How to approximate $\sin(x)$ using Padé approximation? I need to write a function for $\sin(x)$ using Padé approximation.
I found here a formula, but I don't know how to achive this.

Thanks in advance.
 A: Since you know Taylor expansions, let us try a simple way.
You want to make $$f(x)=\frac{\sum_{i=0}^n a_ix^i } {1+ \sum_{i=1}^m b_ix^i }$$ where $m,n$ are predefined degrees. So, write $$f(x)\left({1+ \sum_{i=1}^m b_ix^i }\right)=\sum_{i=0}^n a_ix^i $$ Use the Taylor expansion of $f(x)$ and identify coefficients.

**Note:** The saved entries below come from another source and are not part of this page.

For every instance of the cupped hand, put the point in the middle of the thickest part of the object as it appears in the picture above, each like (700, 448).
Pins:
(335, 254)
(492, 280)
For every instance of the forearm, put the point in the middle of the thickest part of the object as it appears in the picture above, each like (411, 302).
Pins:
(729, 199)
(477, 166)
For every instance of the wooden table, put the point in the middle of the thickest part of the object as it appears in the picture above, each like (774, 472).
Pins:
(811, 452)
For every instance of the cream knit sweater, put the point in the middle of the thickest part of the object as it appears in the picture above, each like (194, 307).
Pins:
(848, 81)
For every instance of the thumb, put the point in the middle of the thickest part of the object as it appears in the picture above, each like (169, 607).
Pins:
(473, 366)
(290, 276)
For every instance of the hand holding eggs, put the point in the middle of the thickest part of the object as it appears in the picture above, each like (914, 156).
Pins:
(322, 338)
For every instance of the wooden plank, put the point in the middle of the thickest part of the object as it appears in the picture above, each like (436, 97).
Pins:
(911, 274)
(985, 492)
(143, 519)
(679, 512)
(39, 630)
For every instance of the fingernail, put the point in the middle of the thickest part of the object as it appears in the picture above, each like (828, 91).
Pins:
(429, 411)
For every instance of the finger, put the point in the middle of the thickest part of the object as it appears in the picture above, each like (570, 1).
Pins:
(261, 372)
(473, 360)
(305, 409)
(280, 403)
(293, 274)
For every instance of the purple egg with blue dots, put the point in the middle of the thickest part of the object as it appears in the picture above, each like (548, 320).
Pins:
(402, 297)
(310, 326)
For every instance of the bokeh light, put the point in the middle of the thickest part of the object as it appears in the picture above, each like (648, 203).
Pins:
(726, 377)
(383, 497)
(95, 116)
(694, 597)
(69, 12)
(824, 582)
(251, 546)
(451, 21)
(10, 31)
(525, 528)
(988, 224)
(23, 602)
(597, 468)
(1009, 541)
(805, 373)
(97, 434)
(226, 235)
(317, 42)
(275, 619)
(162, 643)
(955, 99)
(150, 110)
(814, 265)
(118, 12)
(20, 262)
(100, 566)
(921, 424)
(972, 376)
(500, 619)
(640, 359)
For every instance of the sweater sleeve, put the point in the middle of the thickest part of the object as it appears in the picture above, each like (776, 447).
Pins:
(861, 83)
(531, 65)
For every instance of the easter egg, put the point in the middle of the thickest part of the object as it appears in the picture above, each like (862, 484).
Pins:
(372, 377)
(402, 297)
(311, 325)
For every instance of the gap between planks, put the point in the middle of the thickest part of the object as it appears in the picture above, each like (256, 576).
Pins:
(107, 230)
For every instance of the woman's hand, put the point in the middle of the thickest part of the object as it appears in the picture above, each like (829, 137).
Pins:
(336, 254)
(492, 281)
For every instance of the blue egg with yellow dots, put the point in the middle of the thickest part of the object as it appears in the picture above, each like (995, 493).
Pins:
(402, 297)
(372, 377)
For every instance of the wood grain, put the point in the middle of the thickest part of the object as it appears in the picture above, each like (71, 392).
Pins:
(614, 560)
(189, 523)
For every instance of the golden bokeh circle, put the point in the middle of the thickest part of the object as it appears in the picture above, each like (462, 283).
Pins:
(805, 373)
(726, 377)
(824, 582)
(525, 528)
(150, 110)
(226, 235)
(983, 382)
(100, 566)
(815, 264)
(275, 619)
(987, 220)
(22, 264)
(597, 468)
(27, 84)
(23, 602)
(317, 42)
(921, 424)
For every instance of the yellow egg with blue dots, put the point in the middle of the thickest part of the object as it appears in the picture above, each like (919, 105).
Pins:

Let us try with $f(x)=e^x$, $m=2$, $n=3$. So, we have $$\left(1+x+\frac{x^2}{2}+\frac{x^3}{6}+\frac{x^4}{24}+\frac{x^5}{120}\right)\left(1+b_1x+b_2x^2+b_3x^3\right)=a_0+a_1x+a_2x^2$$ Expanding, grouping terms and setting coefficients equal to $0$ will lead to the following equations $$a_0=1$$ $$1-a_1+b_1=0$$ $$-a_2+b_1+b_2+\frac{1}{2}=0$$ $$\frac{b_1}{2}+b_2+b_3+\frac{1}{6}=0$$ $$\frac{b_1}{6}+\frac{b_2}{2}+b_3+\frac{1}{24}=0$$ $$5 b_1+20 b_2+60 b_3+1=0$$ from which $$a_0=1 \qquad a_1=\frac 25\qquad a_2=\frac 1{20}$$ $$b_1=-\frac35 \qquad b_2=\frac 3{20}\qquad b_3=-\frac 1{60}$$  and then $$\frac{1+\frac{2}{5}x+\frac{1}{20}x^2 } {1-\frac{3 }{5}x+\frac{3 }{20}x^2-\frac{1}{60}x^3 }$$ is the Padé approximant.